Lewis Hamilton hat sich daran gewöhnt. Leicht gefallen ist es dem siebenmaligen Weltmeister wohl nicht, mittlerweile aber kann er sich auch über kleine Erfolge freuen. Früher wäre ein Überholmanöver für ihn so normal gewesen wie eine Tasse Kaffee zum Frühstück. Zu überlegen war sein Formel-1-Rennwagen über viele Jahre hinweg. Momentan aber hat Mercedes den Anschluss an die Spitze verloren. Red Bull und Max Verstappen dominieren. Auch beim Chaos-Rennen am Sonntag in Melbourne.
Der Niederländer siegte also erneut. Hamilton aber hatte ein kleines Erfolgserlebnis. "Wenigstens konnte ich Max mal überholen", sagte er nach dem Rennen und lachte. Es war am Start gewesen, der Brite kam tatsächlich am eigentlich deutlich schnelleren Red Bull vorbei. Später führte Hamilton das Rennen sogar mal an. Am Ende war es aber wie immer: Verstappen vorne, die Konkurrenz weit weg. Diesmal aber in Person von Hamilton als erstem Verfolger. Der 38-Jährige wurde Zweiter, damit hatte er nicht gerechnet. "Das war sehr unerwartet", sagte er.
Hamilton spürt noch keine Verbindung zum Auto
Der Mercedes bietet noch immer nicht das Fahrgefühl, das der siebenmalige Weltmeister so sehr schätzt. "Ich fühle noch keine Verbindung zum Auto, ich fühle mich immer noch unwohl", sagte Hamilton. 103 Rennen hat er in seiner Formel-1-Karriere gewonnen, er weiß durchaus, was es braucht, um Erster zu werden. Sein aktuelles Auto bietet ihm das nicht. Weil der Mercedes nicht zuverlässig genug seine Stärken abruft. Weil das Auto oftmals zu unruhig ist. Wie schon in der vergangenen Saison, als Hamilton gänzlich ohne Rennsieg geblieben war.

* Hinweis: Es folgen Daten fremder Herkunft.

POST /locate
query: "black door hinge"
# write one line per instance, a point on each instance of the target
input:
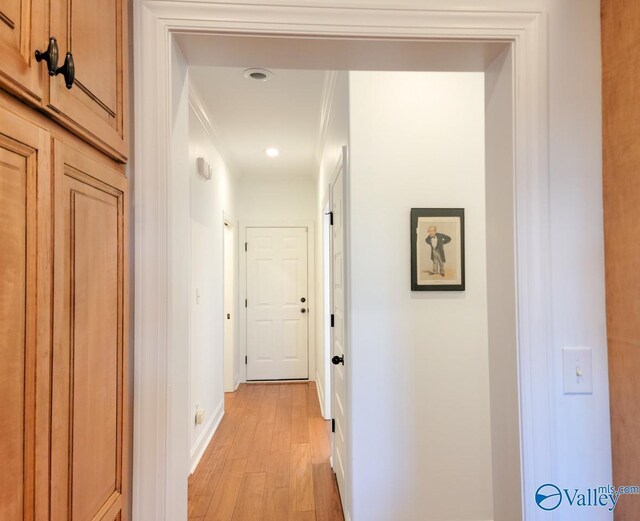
(330, 214)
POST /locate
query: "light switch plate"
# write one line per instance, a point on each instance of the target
(577, 373)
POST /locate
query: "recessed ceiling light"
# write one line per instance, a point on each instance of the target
(258, 74)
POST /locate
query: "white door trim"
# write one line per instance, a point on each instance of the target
(158, 493)
(311, 278)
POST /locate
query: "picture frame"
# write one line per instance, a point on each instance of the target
(437, 249)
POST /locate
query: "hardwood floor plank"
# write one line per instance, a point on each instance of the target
(256, 468)
(299, 395)
(278, 469)
(302, 516)
(325, 490)
(275, 506)
(223, 502)
(198, 506)
(283, 410)
(254, 400)
(242, 442)
(209, 475)
(299, 425)
(301, 481)
(269, 404)
(258, 456)
(280, 441)
(250, 497)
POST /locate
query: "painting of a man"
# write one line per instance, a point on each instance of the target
(437, 241)
(437, 249)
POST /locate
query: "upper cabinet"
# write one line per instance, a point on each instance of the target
(69, 59)
(92, 46)
(23, 31)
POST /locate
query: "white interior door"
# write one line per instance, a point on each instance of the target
(338, 337)
(277, 304)
(230, 362)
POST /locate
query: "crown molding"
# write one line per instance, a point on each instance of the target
(197, 105)
(326, 110)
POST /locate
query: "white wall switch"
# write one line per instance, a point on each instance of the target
(578, 377)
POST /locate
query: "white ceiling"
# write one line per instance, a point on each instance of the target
(248, 116)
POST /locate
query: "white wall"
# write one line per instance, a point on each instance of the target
(419, 361)
(209, 201)
(582, 437)
(279, 199)
(336, 137)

Die Hoffnung, die Lücke auf Red Bull kleiner werden zu lassen, war vor diesem Jahr groß. Nun sind drei Rennen vorbei, Mercedes hat noch immer einen großen Rückstand. Zuversicht breitet sich dennoch aus. Weil zwar Red Bull in einer eigenen Liga fährt, die Silberpfeile aber mit Aston Martin und Ferrari zumindest auf Augenhöhe sind. "Wir haben an diesem Wochenende einen Schritt nach vorne gemacht", sagte denn auch Toto Wolff. Der Mercedes-Teamchef forderte: "Wir müssen weiter mehr über das Auto lernen." Es dürften weiter arbeitsintensive Tage in der Rennfabrik in England werden, bis das nächste Rennen am 30. April in Baku stattfindet.

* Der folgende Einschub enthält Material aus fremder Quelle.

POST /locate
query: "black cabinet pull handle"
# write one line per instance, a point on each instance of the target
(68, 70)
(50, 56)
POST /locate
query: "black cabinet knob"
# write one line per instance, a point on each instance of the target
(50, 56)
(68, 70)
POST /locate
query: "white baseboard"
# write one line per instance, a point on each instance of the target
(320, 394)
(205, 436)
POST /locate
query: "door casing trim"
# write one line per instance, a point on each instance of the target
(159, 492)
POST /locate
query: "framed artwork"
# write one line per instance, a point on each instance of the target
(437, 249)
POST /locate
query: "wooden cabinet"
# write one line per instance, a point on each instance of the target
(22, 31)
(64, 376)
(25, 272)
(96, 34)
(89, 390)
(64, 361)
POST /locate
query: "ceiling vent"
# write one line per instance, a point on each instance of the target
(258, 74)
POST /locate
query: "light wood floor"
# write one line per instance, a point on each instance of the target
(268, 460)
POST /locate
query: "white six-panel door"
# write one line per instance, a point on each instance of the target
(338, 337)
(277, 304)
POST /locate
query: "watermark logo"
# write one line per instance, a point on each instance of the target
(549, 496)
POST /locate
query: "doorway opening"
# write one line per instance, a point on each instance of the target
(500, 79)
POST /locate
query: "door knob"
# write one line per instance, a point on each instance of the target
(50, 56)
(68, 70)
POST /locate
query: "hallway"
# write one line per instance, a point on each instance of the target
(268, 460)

Russell fühlt sich in seinem Wagen deutlich wohler
Die Fahrer sind dabei wichtige Informationsquellen. Sie spüren hautnah, wie sich ihr Fahrzeug auf der Stecke verhält. Ob die Balance stimmt, ob der Abtrieb passt oder das Auto eher über die Strecke rutscht wie auf Glatteis. Während Hamilton da noch seine Probleme hat, fühlte sich sein Kollege Georg Russell in Australien deutlich wohler. Sein Eindruck des Dienstwagens: siegfähig. Dumm nur, dass er wegen eines Problems mit der Antriebseinheit frühzeitig mit einem brennenden Heck ausgeschieden war. Sonst, da ist sich Russell sicher, hätte er um Platz eins kämpfen können.
Dem 25-Jährigen war in der vergangenen Saison der einzige Sieg für Mercedes in Brasilien gelungen, während sein eigentlich höher eingeschätzter Teamkollege ein frustrierendes Jahr erlebte. Die überraschenden Kräfteverhältnisse spiegelten auch die Zahlen wider: Russell hatte 275 WM-Punkte gesammelt, Hamilton nur 240. In die Nähe der Spitze aber kamen beide nicht.
Das soll sich wieder ändern. Mercedes möchte kurzfristig zumindest wieder die zweite Kraft werden, nachdem in den ersten Saisonrennen sogar Fernando Alonso im Aston Martin deutlich schneller war. Der Spanier stand auch in Australien auf dem Podest. Aber eben nur als Dritter – hinter Hamilton. Der wollte aber dennoch noch nicht von einer Trendwende sprechen. Hoffnungsvoll aber ist auch er. "Wir können die Lücke schließen. Es ist ein weiter Weg, aber nicht unmöglich", sagte Hamilton. Bis dahin muss er sich eben über kleine Erfolgserlebnisse freuen.